Some have suggested that Gov. Sununu is over-reacting to MacDonald’s defeat by declaring a “pause” in any movement on nominations. “Why would I bring another name forward knowing that individual is going to be scrutinized…solely on politics, a litmus test that’s never been used ib this state?” Gov. Sununu asked on the Jack Heath radio show this morning. “I’m telling everyone ‘We’re going to take a pause here,’ and it could be a long pause, to be honest.”

Some question this approach. The headline on Kevin Landrigan’s column in the Union-Leader today is “Angry Gov. Sununu Needs to Cool Off, Regroup.” One Democratic insider told NHJournal that Sununu “seems a little unhinged.”
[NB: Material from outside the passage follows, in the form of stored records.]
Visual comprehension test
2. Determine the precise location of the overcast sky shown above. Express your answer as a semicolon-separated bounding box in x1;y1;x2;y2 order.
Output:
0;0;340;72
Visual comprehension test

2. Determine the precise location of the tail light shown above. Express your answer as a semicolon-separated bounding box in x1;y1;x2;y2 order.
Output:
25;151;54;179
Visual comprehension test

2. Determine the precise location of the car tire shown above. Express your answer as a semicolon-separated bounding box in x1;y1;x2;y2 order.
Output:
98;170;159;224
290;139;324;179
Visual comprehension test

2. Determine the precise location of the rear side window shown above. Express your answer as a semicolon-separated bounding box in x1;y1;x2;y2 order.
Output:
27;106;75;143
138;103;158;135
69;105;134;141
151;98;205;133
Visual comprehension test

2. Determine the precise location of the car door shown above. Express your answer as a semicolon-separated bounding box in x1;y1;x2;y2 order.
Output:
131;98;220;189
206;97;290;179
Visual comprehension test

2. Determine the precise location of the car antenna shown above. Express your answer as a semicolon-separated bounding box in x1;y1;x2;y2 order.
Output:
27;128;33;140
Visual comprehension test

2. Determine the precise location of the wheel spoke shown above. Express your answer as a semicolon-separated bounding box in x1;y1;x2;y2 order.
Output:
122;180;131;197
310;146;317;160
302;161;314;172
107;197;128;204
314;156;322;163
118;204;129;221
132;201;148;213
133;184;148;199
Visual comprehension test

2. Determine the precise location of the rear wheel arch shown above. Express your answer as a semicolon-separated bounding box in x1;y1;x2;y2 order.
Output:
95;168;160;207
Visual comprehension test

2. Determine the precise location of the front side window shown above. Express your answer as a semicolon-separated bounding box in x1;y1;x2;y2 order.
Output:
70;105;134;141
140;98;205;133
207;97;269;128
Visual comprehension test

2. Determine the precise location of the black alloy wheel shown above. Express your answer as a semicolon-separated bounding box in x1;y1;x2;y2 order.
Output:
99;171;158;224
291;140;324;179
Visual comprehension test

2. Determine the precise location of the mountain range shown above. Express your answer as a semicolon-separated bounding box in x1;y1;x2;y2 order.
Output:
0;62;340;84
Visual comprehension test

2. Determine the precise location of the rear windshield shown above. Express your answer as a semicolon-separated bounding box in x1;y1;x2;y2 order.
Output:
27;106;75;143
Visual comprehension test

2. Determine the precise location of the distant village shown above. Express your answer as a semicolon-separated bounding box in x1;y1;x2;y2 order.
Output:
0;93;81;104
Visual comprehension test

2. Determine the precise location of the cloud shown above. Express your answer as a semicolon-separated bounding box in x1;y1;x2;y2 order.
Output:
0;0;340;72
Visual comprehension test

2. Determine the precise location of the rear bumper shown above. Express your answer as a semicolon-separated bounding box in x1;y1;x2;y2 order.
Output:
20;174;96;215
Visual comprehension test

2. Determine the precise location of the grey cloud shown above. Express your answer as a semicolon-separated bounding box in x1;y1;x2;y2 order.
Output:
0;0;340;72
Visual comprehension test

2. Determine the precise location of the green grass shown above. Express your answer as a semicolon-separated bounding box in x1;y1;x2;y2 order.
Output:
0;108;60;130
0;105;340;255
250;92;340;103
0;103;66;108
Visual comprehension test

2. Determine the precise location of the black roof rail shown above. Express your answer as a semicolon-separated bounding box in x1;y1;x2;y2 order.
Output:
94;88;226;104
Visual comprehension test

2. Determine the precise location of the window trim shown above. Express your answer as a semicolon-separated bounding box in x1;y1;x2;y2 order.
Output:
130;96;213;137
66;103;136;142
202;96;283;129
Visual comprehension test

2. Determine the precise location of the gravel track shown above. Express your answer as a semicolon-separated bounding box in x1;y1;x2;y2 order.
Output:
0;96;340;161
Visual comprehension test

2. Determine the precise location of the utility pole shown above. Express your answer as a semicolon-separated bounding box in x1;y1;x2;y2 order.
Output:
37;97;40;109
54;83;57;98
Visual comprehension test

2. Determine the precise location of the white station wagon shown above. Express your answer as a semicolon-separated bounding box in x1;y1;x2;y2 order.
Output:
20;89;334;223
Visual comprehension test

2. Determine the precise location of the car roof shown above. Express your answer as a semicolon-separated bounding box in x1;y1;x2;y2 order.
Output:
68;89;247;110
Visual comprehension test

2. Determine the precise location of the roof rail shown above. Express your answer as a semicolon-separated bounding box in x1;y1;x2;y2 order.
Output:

But other Democrats, particularly in the legal community, don’t agree. “There is a lot of anger out here,” one Concord Democrat told NHJournal. “We’re talking among ourselves. Something went really wrong here.”

“I’ve had four angry phone calls today–two from Republicans and two from Democrats,” the GOP consultant said. “The effort to smear [MacDonald] as ‘shockingly extreme’ means every mainstream Republican they know is ‘shockingly extreme.’  I think this might be Andy’s [Volinsky] ‘basket of deplorables’ moment. It’s a big political mistake.”

Still, stopping all nominations could be considered an “extreme” move by Gov. Sununu. Is it?  Democrat O’Connell doesn’t think so.

“I think he’ll keep the seat open. I think he should keep it open. He should let the Council know–if you’re going to play games like this, these are the consequences.”